# My shop in Sydney - pics fixed thanx Doghouse!



## Justin_F (Jun 16, 2005)

Hi, To stay true to my word (in the Introductions discussion) here are some snaps of my shop in Sydney. They are (in clockwise order), The lathe









The roller door








The Bandsaw, drill press, sander bench









The assembly area








I think what I am missing is a rack for the turning tools - I have a lathe mounted block of balckbutt to hold 8 of the frequently used ones but have many more sitting in the shavings under the lathe. I would love some suggestions from you all about how I might make a rack (and where to put it - on the wall behind the lathe?). I would love any feedback you might like to give...

PS: did you notice the fridge in the corner? I think you should have a few coldies to celebrate a particularly good finish! (One the rare occasion I get one!)

Open to critique, always, and respectful of the knowledge lurking in cyberspace.


----------



## Darley (Jun 16, 2005)

Sorry, picture don't show up

Edit : BTW Welcome to the IAP


----------



## Justin_F (Jun 16, 2005)

Oooh man, after the grief Jeff went through to sign me up... I am scared to mention this!

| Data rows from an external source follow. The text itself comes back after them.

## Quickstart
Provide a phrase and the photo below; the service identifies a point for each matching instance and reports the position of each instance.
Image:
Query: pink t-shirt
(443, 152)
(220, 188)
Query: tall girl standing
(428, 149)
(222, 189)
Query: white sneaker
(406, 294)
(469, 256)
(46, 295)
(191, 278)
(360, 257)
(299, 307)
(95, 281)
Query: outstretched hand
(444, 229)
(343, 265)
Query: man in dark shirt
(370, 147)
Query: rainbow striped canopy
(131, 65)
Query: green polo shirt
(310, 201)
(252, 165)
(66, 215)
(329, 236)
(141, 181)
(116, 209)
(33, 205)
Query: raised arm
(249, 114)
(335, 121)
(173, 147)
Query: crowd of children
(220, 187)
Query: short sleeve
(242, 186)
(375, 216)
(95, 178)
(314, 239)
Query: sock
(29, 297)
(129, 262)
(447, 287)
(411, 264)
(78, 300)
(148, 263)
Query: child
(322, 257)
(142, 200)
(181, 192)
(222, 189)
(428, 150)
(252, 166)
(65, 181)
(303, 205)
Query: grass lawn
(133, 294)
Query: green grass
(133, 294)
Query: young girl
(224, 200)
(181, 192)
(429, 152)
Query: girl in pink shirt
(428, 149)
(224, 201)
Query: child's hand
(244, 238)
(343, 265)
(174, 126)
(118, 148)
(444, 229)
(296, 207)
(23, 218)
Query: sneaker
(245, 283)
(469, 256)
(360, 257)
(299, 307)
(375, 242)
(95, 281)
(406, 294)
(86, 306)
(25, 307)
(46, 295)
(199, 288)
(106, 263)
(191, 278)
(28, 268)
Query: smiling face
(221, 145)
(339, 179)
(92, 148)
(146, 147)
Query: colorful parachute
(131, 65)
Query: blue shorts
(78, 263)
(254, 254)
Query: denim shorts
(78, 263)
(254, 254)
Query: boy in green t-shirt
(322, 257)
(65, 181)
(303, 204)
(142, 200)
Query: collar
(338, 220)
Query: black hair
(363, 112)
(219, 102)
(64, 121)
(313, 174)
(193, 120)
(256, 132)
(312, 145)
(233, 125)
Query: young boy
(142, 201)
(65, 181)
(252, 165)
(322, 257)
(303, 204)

The photos seem to upload but still show as red crosses... [V]


----------



## Darley (Jun 16, 2005)

No worries reload them


----------



## Doghouse (Jun 16, 2005)

It looks like the names may be the problem.  Remove the spaces and use a smaller name that should do it.


----------



## 53Jim (Jun 16, 2005)

Hi Justin,
Welcome to the group.   You have asked for suggestions for holding your tools.   Last weekend I was at Harbor Freight and found some 'bungi cord' thingys for peg board.   My lathe is next to my radial arm saw, so I attached the peg board to the legs of the RA saw.   My digital camera su***, but my sister is in town for the weekend, I'll use her camera to post some pics of my set up, probably post them Saturday night.


----------



## swm6500 (Jun 16, 2005)

Nice looking shop Justin.


----------



## jvsank (Jun 16, 2005)

Shop looks nice


----------



## Darley (Jun 16, 2005)

Nice set up you got, like your shelve with all the blanks, I see some WA banksia nut too[8D]


----------



## Justin_F (Jun 16, 2005)

You are right about the Banksia nuts. You have a good eye - they are indeed WA. Do you use them?


----------



## Darley (Jun 17, 2005)

Yes for small boxes or dresser perfum atomiser


----------



## Doghouse (Jun 17, 2005)

Nice shop, very well organized!  Looks like mine after JudyB has been there all day.


----------



## Gerhard Christmann (Jun 18, 2005)

Hello Justin, hello woodturner

this toolrack whas a presend of an woodturnig friend. It follows my on a lot of shows in Germany and do a realy good job.http://de.msnusers.com/GerhardChristmann/werkstatt.msnw?action=ShowPhoto&PhotoID=44

Hope the pic will work,
best regards from sunny Germany
Gerhard Christmann


----------



## jdavis (Jun 24, 2005)

Nice compact shop


----------



## JimGo (Jun 24, 2005)

Nice shop!  Welcome to IAP!  Where in Syd are you?  I lived in Lane Cove for three weeks in 2000 during the Olympics, and spent a lot of time just outside the Olympic village.  For those who haven't been there, Sydney is a beautiful city with very frendly people.  I hope to get back some day and see more of the rest of the country, too!


----------



## scalawagtoo (Jun 25, 2005)

From one newbie to another, Welcome.
Nice shop!


----------



## Justin_F (Jun 27, 2005)

Thanks Gerhard! Thats a great rack. for anyone that hasnt looked - i suggest you do. Certainly puts my home made job to shame []





> _Originally posted by Gerhard Christmann_
> <br />Hello Justin, hello woodturner
> 
> this toolrack whas a presend of an woodturnig friend. It follows my on a lot of shows in Germany and do a realy good job.http://de.msnusers.com/GerhardChristmann/werkstatt.msnw?action=ShowPhoto&PhotoID=44
> ...


----------



## Justin_F (Jun 27, 2005)

Thanks Jim. im over the other side of the harbour from Lane Cove - at a place called Earlwood on the Cooks River. Glad to hear your kind description of Sydney - ive been to the States a couple of times but only got to touch the edges [V]. Justin.





> _Originally posted by JimGo_
> <br />Nice shop!  Welcome to IAP!  Where in Syd are you?  I lived in Lane Cove for three weeks in 2000 during the Olympics, and spent a lot of time just outside the Olympic village.  For those who haven't been there, Sydney is a beautiful city with very frendly people.  I hope to get back some day and see more of the rest of the country, too!


----------



## Mac In Oak Ridge (Jun 29, 2005)

Photos have been tampered with.  We all know that everything in Australia is upside down!


----------